Protein-based PROTACs for targeting green fluorescent protein (GFP)-tagged proteins

A series of pioneer protein-based PROTACs demonstrated their degradation abilities using intracellular POIs fused with GFP. In these designs, the substrate recognition module of the E3 ligases was replaced with a GFP binder such as the anti-GFP nanobody vhhGFP4. For instance, Affolter and colleagues developed the deGradeFP technique in 2012, which used the N-terminal domain of Slmb, a F-box protein identified in Drosophila melanogaster, fused to vhhGFP4 to induce the degradation of proteins with GFP fusion in both mammalian cells and Drosophila.79 In 2016, the Sapkota group engineered the AdPROM system by modifying VHL to target GFP-tagged proteins for proteolysis in mammalian cells.80

To assess the impact of different binders and E3 ligases on target degradation, the Partridge group characterized various E3 ligases and GFP binding scaffolds on GFP-tagged histone 2B.81 The tested E3 ligases included CUL1 ligases beta-transducin repeat containing protein (β-TRCP), F-box, and WD repeat domain-containing 7 (FBW7), and S-phase Kinase-associated Protein 2 (SKP2); CUL2 ligase VHL; CUL3 ligase speckle type BTB/POZ protein (SPOP); CUL5 ligases suppressor of cytokine signaling 2 (SOCS2), ankyrin repeat and SOCS box-containing 1 (ASB1); and U-box E3 ligase carboxy-terminus of Hsc70-interacting protein (CHIP). The results revealed that at least half of the E3 ligases tested led to more than 70% depletion of the POI. Additionally, a range of binding scaffolds such as peptides, nanobodies, designed ankyrin repeat proteins (DARPins), alpha repeat proteins, and monobodies, can successfully target GFP-tagged proteins. By replacing the GFP-binding domain with the 16-amino-acid Con1 peptide, which contains the conserved PIP sequence common to proliferating cell nuclear antigen (PCNA) binding partners, the protein-based PROTAC Con1-SPOP was developed and rapidly induced the degradation of PCNA upon doxycycline-induced expression. These discoveries indicate that protein-based PROTACs offer significant advantages in terms of linker and E3 ligase flexibility.

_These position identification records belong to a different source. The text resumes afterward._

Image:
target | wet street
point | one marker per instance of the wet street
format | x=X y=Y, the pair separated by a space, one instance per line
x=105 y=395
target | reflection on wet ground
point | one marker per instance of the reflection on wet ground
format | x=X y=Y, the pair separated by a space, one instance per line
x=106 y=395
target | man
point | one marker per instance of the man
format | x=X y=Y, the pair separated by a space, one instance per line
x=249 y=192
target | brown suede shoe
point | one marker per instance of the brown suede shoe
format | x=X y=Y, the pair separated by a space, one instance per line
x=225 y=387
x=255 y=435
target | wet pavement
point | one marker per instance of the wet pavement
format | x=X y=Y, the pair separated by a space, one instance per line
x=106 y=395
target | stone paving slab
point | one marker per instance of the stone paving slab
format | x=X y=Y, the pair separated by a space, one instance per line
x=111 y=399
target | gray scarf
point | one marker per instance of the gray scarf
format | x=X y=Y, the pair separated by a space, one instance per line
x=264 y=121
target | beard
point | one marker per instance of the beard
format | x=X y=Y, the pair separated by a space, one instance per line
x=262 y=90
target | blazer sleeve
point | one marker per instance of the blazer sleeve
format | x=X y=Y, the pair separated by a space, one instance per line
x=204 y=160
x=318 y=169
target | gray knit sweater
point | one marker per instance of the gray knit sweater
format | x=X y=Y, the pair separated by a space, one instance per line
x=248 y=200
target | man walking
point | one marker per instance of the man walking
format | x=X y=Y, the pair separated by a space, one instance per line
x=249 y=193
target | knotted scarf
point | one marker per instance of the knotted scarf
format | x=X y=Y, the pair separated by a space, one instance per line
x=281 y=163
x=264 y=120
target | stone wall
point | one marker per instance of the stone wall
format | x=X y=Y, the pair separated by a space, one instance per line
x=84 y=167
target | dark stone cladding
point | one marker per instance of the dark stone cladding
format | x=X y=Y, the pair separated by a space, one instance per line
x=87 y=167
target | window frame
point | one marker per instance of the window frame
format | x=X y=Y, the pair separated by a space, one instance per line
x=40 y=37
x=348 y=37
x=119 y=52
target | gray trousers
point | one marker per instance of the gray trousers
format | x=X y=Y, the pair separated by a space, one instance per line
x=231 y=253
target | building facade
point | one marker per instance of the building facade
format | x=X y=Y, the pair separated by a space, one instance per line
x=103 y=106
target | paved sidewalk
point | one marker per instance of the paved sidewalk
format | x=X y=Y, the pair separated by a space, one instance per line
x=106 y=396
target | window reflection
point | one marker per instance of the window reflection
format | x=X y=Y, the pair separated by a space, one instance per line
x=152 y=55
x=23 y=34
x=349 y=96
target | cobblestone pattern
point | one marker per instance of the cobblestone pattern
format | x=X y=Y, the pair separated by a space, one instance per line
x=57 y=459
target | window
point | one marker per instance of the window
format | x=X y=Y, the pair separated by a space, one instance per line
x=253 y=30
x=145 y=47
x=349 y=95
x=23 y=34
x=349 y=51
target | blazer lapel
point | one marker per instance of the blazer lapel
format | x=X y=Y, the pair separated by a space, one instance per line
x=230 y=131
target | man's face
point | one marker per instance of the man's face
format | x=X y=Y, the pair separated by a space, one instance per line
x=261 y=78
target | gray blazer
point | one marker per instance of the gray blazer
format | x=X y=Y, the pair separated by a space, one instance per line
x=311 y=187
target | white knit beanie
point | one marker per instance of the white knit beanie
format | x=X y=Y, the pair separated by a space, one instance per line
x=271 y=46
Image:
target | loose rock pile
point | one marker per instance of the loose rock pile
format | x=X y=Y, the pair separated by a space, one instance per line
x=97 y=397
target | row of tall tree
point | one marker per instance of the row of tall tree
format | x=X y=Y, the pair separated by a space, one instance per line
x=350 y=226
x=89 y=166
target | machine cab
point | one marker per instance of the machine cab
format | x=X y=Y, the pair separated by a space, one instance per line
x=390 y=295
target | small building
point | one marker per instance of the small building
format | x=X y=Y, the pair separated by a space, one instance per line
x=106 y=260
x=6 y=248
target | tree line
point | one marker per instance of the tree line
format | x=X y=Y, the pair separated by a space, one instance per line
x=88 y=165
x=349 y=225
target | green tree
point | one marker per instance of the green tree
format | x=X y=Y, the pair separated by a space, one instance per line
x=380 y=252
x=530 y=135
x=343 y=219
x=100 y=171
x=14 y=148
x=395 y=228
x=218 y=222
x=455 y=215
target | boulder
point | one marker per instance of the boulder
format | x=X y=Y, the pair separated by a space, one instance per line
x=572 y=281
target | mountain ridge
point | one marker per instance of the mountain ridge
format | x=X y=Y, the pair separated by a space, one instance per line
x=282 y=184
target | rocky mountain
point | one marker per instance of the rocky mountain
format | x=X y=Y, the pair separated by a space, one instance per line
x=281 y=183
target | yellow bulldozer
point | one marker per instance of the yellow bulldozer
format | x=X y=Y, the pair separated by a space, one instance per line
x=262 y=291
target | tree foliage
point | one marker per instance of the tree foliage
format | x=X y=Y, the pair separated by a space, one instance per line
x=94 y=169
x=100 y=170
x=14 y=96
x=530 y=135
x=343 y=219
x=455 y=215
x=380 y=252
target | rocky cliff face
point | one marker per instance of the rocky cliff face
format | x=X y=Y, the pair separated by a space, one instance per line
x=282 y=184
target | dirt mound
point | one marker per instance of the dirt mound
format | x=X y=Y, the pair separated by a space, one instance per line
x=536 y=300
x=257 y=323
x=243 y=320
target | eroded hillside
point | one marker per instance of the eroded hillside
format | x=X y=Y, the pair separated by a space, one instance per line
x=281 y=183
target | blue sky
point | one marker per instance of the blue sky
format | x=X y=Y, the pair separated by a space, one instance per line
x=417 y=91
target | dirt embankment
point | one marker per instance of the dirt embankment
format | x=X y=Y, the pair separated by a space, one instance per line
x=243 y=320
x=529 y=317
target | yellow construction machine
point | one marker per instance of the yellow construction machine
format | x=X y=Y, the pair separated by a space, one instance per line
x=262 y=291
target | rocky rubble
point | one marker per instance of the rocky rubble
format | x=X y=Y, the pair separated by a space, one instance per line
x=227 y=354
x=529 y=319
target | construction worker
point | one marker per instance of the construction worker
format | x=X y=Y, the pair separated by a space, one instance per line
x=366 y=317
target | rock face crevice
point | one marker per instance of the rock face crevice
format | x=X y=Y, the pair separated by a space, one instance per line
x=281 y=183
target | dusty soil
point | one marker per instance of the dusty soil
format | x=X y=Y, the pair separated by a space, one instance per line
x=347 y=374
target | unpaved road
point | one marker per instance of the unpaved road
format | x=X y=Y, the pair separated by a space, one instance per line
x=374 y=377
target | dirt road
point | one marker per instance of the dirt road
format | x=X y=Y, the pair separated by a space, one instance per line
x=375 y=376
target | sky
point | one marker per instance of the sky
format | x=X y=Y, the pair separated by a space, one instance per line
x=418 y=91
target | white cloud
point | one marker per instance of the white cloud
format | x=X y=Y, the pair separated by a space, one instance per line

Protein-based PROTACS incorporating specific binders to target intracellular protein isoforms

Protein-based PROTACs provide researchers with a high level of flexibility when selecting binders for degradation targets and E3 ligases, thereby enabling the degradation of “intractable” unmodified therapeutic targets (i.e., proteins for which small molecule binders have been difficult to obtain). However, extending the protein-based PROTAC platform to endogenous proteins requires the identification of highly specific binders, which can be challenging due to high sequence similarity between homologs, variants, and isoforms of proteins. Here, we highlight successful examples of protein-based PROTACs that distinguish the target protein from closely related homologs.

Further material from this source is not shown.